A different kind of hotel experience is about to be offered up by none other than Atari after it licensed its name for eight branded hotels located across the U.S.
So that there’s no mistaking what the hotels are about, the company will emblazon a giant Atari logo across the side of each one, lighting it up at night to catch the attention of passers-by. And also to assist visiting guests who can’t find it on the map.
According to a release posted on Monday, January 27, the new Atari hotels will, as you’d expect, “focus on the video game universe and the Atari brand.” Featured amenities will include a state-of-the-art eSport studio, an Atari gaming playground, meeting and event rooms, co-working spaces, restaurants, bars, a bakery, a movie theater, and a gym.
The company adds that the hotels will be targeted at “family or business travelers” to offer “a luxurious, relaxed, and one-of-a-kind experience,” which for the business traveler may mean diving into a games room instead of prepping for the next meeting.

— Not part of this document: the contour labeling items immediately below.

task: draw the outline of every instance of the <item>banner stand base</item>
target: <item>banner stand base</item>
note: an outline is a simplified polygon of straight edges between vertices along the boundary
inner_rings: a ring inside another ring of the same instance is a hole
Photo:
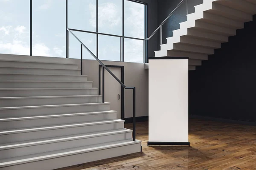
[[[190,146],[190,143],[188,142],[148,142],[148,145],[170,145],[170,146]]]

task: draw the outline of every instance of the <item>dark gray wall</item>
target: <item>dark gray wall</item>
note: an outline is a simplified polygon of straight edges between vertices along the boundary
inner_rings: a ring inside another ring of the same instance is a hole
[[[189,14],[195,12],[194,6],[203,3],[203,0],[187,0]],[[160,25],[181,2],[181,0],[158,0],[158,25]],[[185,0],[163,26],[163,43],[166,38],[172,37],[172,31],[180,28],[180,23],[186,21],[186,1]],[[159,35],[160,33],[159,33]],[[160,49],[160,37],[159,37]]]
[[[189,73],[189,114],[256,122],[256,15]]]

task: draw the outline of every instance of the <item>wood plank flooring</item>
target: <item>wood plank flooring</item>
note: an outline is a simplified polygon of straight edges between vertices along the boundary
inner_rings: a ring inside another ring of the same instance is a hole
[[[142,153],[58,170],[256,170],[256,126],[190,119],[190,147],[148,147],[148,122],[136,126]]]

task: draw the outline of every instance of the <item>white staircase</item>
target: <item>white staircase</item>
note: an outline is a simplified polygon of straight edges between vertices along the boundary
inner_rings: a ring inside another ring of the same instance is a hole
[[[49,170],[140,151],[72,61],[0,54],[0,170]]]
[[[256,0],[204,0],[195,6],[195,12],[187,15],[187,21],[173,31],[173,37],[155,51],[155,57],[189,57],[189,70],[195,70],[202,60],[214,54],[229,36],[244,28],[256,14]]]

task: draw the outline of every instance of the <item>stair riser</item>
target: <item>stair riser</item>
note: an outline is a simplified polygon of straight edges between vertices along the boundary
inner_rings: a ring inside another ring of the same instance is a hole
[[[0,150],[0,159],[130,139],[131,132],[60,142]]]
[[[100,131],[122,129],[124,127],[123,122],[84,126],[70,128],[64,128],[0,135],[0,143],[15,142],[25,140],[75,135]],[[102,141],[104,142],[104,141]],[[72,147],[70,146],[70,147]]]
[[[1,170],[52,170],[140,152],[140,147],[141,143],[137,143],[131,145],[3,167]]]
[[[0,67],[0,73],[32,73],[49,74],[71,74],[79,75],[80,70],[68,69],[47,69],[40,68],[18,68]]]
[[[98,94],[98,89],[16,90],[0,91],[0,97],[90,95]]]
[[[1,61],[1,66],[9,66],[10,67],[40,68],[55,68],[55,69],[77,69],[78,65],[68,64],[55,64],[40,62],[15,62],[9,61]]]
[[[87,76],[50,75],[1,74],[0,81],[3,80],[55,80],[87,81]]]
[[[99,103],[102,102],[101,96],[83,97],[59,97],[43,99],[0,99],[1,107],[41,106],[45,105],[64,105]]]
[[[0,88],[92,88],[91,82],[0,82]]]
[[[0,110],[0,117],[8,118],[72,113],[84,113],[110,110],[109,104],[42,108]]]
[[[83,116],[29,119],[0,122],[0,130],[39,126],[65,125],[116,119],[116,113],[95,114]]]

The gaming pioneer has teamed up with True North Studio, a U.S. real estate developer, and GSD Group, an IT services company, to develop the hotels, and will take 5% of revenue as part of the licensing deal.
The first hotel is planned to break ground in Phoenix, Arizona, in 2020, close to the first Woz U university campus created by Apple co-founder Steve Wozniak in 2017. The other cities lined up for an Atari-themed hotel are Austin, Texas; Chicago, Illinois; Denver, Colorado; Las Vegas, Nevada; San Francisco, California; San Jose, California; and Seattle, Washington.

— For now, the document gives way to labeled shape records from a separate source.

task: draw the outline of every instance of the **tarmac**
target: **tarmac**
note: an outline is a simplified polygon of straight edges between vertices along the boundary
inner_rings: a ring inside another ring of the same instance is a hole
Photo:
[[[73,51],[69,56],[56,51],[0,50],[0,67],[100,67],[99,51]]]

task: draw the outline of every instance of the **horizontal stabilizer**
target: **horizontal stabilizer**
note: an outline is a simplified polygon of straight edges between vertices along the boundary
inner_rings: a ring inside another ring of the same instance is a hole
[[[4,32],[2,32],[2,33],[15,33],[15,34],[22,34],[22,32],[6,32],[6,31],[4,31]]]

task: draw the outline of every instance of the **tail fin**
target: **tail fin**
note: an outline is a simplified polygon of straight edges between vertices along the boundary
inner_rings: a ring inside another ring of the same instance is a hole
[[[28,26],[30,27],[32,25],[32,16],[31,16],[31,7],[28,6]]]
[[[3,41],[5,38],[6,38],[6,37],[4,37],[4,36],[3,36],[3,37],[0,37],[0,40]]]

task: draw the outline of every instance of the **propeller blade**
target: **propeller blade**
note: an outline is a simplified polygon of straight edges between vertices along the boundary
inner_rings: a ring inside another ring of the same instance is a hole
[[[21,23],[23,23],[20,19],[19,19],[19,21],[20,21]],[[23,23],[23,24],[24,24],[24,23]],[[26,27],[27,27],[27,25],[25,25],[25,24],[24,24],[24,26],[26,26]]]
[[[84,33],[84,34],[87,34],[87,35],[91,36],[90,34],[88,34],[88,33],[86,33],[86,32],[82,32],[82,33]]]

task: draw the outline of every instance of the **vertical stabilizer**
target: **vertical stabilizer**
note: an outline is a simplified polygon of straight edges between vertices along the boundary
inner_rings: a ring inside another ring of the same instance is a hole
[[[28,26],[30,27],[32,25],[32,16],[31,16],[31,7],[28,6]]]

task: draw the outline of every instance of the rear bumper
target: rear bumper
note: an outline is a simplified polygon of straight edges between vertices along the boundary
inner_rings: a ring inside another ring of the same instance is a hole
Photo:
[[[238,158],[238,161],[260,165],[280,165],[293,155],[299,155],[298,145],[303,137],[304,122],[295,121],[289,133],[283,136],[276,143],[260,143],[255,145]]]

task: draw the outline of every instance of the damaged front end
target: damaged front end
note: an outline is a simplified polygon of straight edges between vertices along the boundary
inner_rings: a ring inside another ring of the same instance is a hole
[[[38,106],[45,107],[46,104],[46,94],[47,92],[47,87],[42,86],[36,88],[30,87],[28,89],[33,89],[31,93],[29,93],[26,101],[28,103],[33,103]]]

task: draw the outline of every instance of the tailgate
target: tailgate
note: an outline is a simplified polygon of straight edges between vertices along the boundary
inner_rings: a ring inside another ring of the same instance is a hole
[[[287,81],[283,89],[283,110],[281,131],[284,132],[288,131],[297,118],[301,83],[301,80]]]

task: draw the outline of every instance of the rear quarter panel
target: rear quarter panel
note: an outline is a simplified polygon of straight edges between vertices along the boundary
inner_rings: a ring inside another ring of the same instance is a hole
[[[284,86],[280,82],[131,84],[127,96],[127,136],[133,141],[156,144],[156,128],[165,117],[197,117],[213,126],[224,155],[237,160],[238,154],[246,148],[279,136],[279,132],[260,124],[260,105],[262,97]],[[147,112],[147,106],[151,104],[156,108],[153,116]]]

Let’s hope the company has more luck with its hotel project than it’s having with its attempt to launch the Atari VCS console, a modern version of the classic Atari 2600 console from the late 1970s. The new Atari VCS console raised more than $3 million in an Indiegogo crowdfunding campaign that ended in 2018, but a slew of issues along the way have caused several launch delays. The latest update suggested early backers will receive the console in March 2020.
Oh, and whatever happened to this Atari-branded cap that featured built-in speakers?